Some of the NIZs in the department of Chocó were chosen because a study of areas not connected to the national network showed that this department is among the top three NIZs, impacting the quality of life of its inhabitants and the economic development of the region.

At the end of the investigation, it was concluded that the microgrid that is the subject of this project is technically, economically, and environmentally viable, as it provides an uninterrupted power supply and the initial investment will be recouped in a short period of time, which contributes to reducing emissions of gases that are harmful to the environment.

The research presented in this article enabled the design of a BTS microgrid with a maximum capacity of 90–92 kWh/month for telecommunications base stations in the coastal zone of the Chocó department, Colombia.

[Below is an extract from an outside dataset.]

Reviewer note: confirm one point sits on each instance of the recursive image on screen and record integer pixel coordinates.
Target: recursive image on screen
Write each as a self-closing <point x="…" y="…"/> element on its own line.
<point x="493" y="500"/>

With the assistance of Homer Pro software, the distributed resources and necessary components for constructing the microgrid in these non-interconnected zones (NIZs) were identified.

As a result of the research carried out, the telecommunications company responsible for the service in the NIZ set a precedent as a model to be applied in various regions that lack an electricity supply for this type of station. It is hoped that it can be implemented throughout the country in the future.

It is hoped that this research will encourage the Colombian national government, both at the planning and regulatory levels, to adopt this type of system in order to make the necessary adjustments to future policies, roadmaps, and resolutions.